Additionally, most public cloud providers offer volume discounts. For instance, AWS offers Reserved Instances with significant discounts up to 75% for EC2. Other AWS services also have volume discounts, and Amazon uses consolidated billing to combine usage from all the accounts in an organization to give you a lower overall price when possible. GCP offers sustained use discounts, which are automatic discounts that get applied when running GCE instances for a significant portion of the billing month. They also implement what they call inferred instances, which is bin-packing partial instance usage into a single instance to prevent you from losing your discount if you replace instances. Finally, GCP likewise has an equivalent to Amazon’s Reserved Instances called committed use discounts. If resources are spread across multiple cloud providers, it becomes more difficult to qualify for many of these discounts.

Where Multi-Cloud Makes Sense

I said I would caveat my claim and here it is. Yes, multi-cloud can be—and usually is—a distraction for most organizations. If you are a company that is just now starting to look at cloud, it will serve no purpose but to divert you from what’s really important. It will slow things down and plant seeds of FUD.

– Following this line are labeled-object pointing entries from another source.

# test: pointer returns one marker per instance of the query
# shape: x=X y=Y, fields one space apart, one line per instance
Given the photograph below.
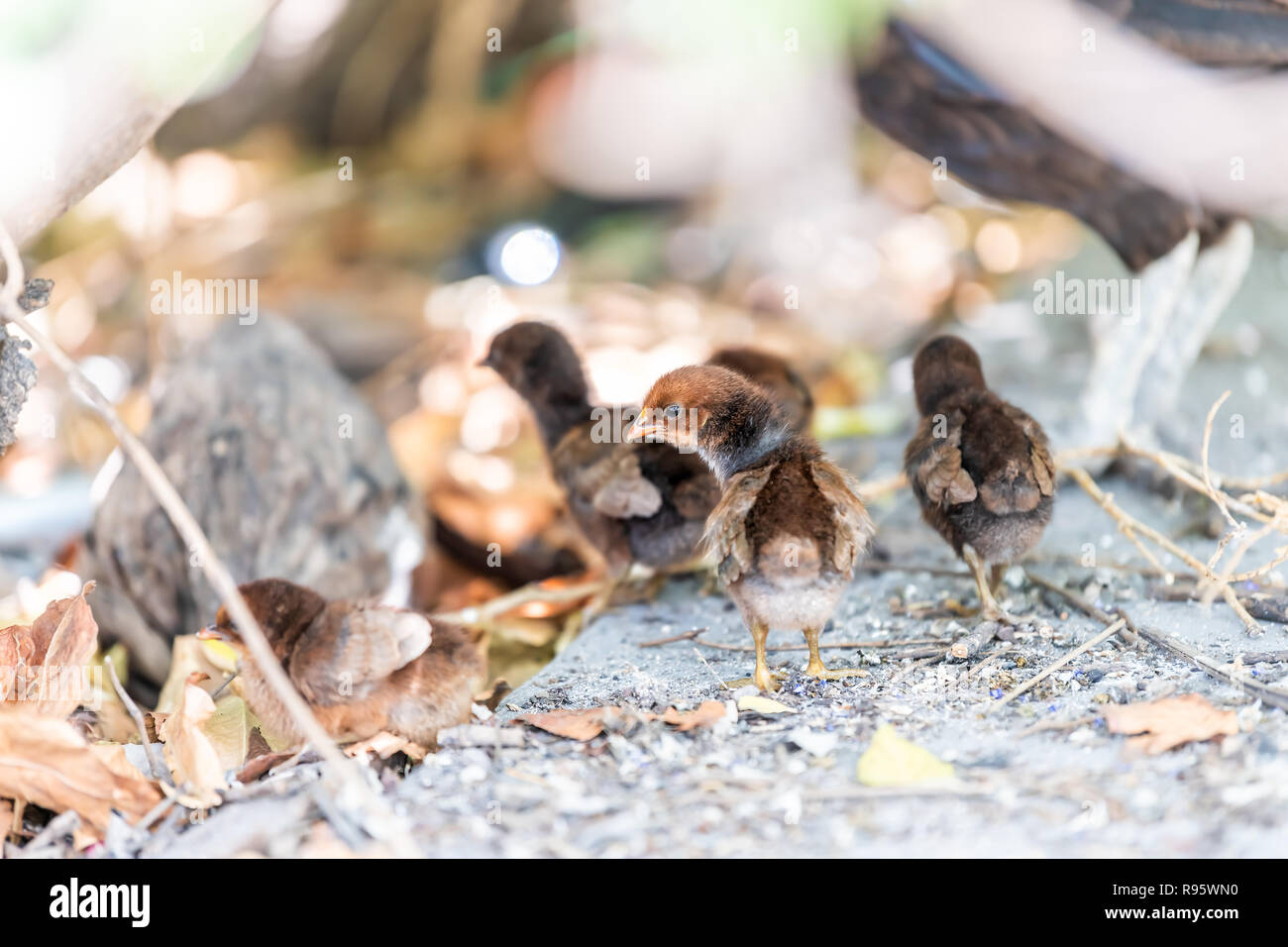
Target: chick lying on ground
x=362 y=668
x=978 y=466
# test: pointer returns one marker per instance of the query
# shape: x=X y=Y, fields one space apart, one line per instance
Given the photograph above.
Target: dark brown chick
x=978 y=466
x=777 y=377
x=632 y=502
x=790 y=525
x=362 y=668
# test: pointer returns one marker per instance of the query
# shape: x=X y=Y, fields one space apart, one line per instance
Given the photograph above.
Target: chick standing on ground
x=632 y=502
x=780 y=380
x=361 y=668
x=978 y=466
x=790 y=526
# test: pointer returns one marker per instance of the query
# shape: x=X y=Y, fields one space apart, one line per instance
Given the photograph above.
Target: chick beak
x=645 y=425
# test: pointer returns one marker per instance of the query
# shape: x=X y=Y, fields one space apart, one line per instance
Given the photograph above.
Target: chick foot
x=761 y=678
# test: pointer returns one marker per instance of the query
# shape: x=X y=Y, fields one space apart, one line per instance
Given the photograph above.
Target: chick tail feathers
x=790 y=562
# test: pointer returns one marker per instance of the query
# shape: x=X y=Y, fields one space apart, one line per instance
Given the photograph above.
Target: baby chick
x=776 y=376
x=362 y=668
x=790 y=526
x=632 y=502
x=978 y=466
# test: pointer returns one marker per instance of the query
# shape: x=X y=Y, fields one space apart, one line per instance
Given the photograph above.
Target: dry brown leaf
x=707 y=714
x=588 y=724
x=46 y=667
x=44 y=761
x=188 y=751
x=1170 y=722
x=262 y=763
x=385 y=745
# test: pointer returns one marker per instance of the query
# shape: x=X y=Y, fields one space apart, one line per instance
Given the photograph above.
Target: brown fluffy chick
x=978 y=466
x=790 y=525
x=632 y=502
x=777 y=377
x=361 y=668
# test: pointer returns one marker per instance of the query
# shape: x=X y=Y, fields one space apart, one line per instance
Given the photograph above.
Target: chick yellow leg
x=815 y=668
x=763 y=678
x=990 y=608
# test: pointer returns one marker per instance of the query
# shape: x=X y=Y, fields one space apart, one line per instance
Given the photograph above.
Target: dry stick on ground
x=1267 y=694
x=1052 y=668
x=885 y=484
x=1129 y=526
x=386 y=825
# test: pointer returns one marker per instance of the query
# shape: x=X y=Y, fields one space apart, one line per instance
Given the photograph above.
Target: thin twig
x=1081 y=603
x=387 y=826
x=1207 y=471
x=683 y=637
x=156 y=759
x=1128 y=525
x=885 y=484
x=1267 y=694
x=1052 y=668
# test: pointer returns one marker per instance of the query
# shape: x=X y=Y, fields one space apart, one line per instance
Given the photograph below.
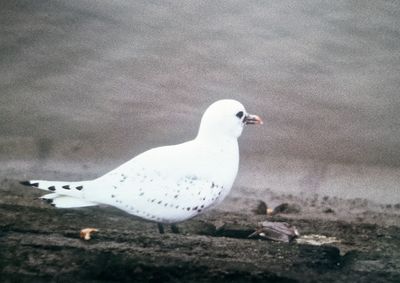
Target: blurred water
x=97 y=82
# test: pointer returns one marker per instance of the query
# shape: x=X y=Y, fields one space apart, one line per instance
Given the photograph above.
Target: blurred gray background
x=86 y=85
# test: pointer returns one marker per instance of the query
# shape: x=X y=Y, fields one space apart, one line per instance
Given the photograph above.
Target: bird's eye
x=239 y=114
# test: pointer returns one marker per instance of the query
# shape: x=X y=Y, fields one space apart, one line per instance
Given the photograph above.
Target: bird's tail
x=63 y=194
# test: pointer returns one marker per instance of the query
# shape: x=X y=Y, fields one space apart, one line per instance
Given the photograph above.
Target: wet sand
x=85 y=86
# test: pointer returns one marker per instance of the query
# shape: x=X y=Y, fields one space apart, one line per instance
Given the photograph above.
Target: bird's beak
x=253 y=120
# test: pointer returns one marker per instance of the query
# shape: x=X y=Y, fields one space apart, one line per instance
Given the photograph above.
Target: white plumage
x=167 y=184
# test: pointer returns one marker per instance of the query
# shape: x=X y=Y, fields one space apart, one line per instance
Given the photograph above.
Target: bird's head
x=226 y=117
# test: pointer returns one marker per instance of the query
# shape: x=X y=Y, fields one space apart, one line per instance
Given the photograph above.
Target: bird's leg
x=174 y=229
x=160 y=228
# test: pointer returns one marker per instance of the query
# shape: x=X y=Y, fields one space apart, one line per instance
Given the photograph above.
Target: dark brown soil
x=39 y=243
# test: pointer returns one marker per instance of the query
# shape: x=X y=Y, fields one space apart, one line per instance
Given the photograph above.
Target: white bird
x=167 y=184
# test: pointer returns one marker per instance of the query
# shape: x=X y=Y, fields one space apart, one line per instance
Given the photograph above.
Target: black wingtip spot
x=29 y=184
x=47 y=200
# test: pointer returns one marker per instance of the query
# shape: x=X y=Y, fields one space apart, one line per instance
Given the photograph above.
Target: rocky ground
x=39 y=243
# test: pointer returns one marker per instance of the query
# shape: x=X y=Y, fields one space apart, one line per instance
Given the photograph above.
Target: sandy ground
x=39 y=243
x=85 y=86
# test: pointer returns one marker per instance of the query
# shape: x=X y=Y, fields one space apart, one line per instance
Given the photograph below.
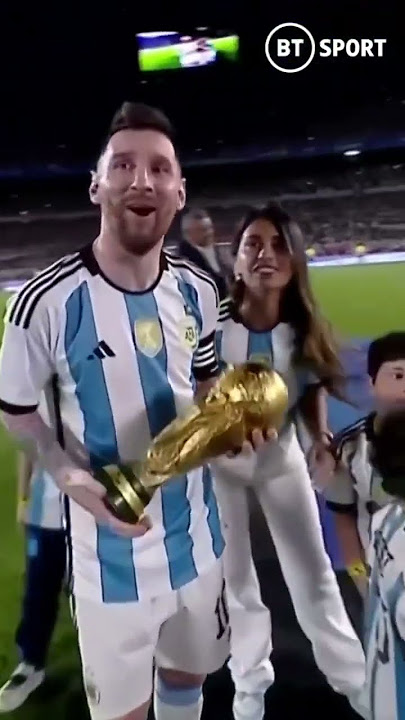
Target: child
x=39 y=509
x=385 y=608
x=356 y=491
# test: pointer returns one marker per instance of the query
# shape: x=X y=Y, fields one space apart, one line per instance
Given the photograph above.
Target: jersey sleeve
x=205 y=361
x=400 y=613
x=25 y=357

Some companies try to do build-outs on multiple providers at the same time in an attempt to hedge the risk of going all in on one. I think this is counterproductive and actually increases the risk of an unsuccessful outcome. For smaller shops, pick a provider and focus efforts on productionizing it. Leverage managed services where you can, and don’t use multi-cloud as a reason not to. For larger companies, it’s not unreasonable to have build-outs on multiple providers, but it should be done through controlled experimentation. And that’s one of the benefits of cloud, we can make limited investments and experiment without big up-front expenditures—watch out for that with the multi-cloud PaaS offerings and service contracts.

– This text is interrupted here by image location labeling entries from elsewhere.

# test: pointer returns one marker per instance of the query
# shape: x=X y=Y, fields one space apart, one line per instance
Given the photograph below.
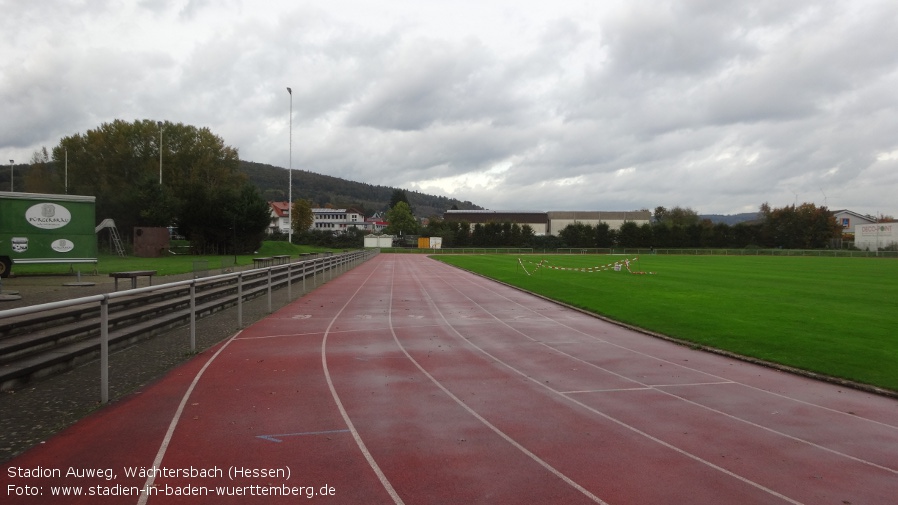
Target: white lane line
x=477 y=416
x=330 y=384
x=160 y=454
x=602 y=414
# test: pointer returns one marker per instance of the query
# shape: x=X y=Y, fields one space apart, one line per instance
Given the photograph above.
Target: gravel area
x=44 y=407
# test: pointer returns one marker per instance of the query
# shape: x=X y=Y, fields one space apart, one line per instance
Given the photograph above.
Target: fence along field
x=834 y=316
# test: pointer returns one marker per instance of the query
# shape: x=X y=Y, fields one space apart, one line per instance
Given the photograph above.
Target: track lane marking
x=476 y=415
x=163 y=448
x=349 y=424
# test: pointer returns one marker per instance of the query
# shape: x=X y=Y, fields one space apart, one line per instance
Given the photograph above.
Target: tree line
x=152 y=173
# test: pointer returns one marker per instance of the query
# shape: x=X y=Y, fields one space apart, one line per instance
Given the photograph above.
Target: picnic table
x=133 y=275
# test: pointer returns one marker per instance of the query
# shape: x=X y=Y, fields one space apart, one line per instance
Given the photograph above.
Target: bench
x=133 y=275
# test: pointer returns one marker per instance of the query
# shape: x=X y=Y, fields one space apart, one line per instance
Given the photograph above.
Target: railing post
x=193 y=316
x=240 y=300
x=104 y=349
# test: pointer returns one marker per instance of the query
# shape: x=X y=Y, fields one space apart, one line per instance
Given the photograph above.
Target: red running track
x=408 y=381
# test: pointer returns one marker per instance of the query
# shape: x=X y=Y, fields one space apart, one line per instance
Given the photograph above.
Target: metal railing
x=276 y=275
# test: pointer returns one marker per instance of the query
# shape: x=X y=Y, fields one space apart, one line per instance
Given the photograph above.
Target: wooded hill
x=322 y=190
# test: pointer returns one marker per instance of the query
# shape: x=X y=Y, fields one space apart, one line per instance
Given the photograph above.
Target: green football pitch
x=834 y=316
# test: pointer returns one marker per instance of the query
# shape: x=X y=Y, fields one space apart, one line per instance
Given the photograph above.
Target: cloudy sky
x=560 y=105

But no, that doesn’t mean multi-cloud doesn’t have a place. Things are never that cut and dry. For large enterprises with multiple business units, multi-cloud is an inevitability. This can be a result of product teams at varying levels of maturity, corporate IT infrastructure, and certainly through mergers and acquisitions. The main value of multi-cloud, and I think one of the few arguments for it, is leveraging the strengths of each cloud where they make sense. This gets back to providers moving up the stack. As they attempt to differentiate with value-added services, multi-cloud starts to become a lot more meaningful. Secondarily, there might be a case for multi-cloud due to data-sovereignty reasons, but I think this is becoming less and less of a concern with the prevalence of regions and availability zones. However, some services, such as Google’s Cloud Spanner, might forgo AZ-granularity due to being “globally available” services, so this is something to be aware of when dealing with regulations like GDPR. Finally, for enterprises with colocation facilities, hybrid cloud will always be a reality, though this gets complicated when extending those out to multiple cloud providers.

If you’re just beginning to dip your toe into cloud, a multi-cloud strategy should not be at the forefront of your mind. It definitely should not be your guiding objective and something that drives core decisions or strategic items for the business. It has a time and place, but outside of that, it’s just a fool’s errand—a distraction from what’s truly important.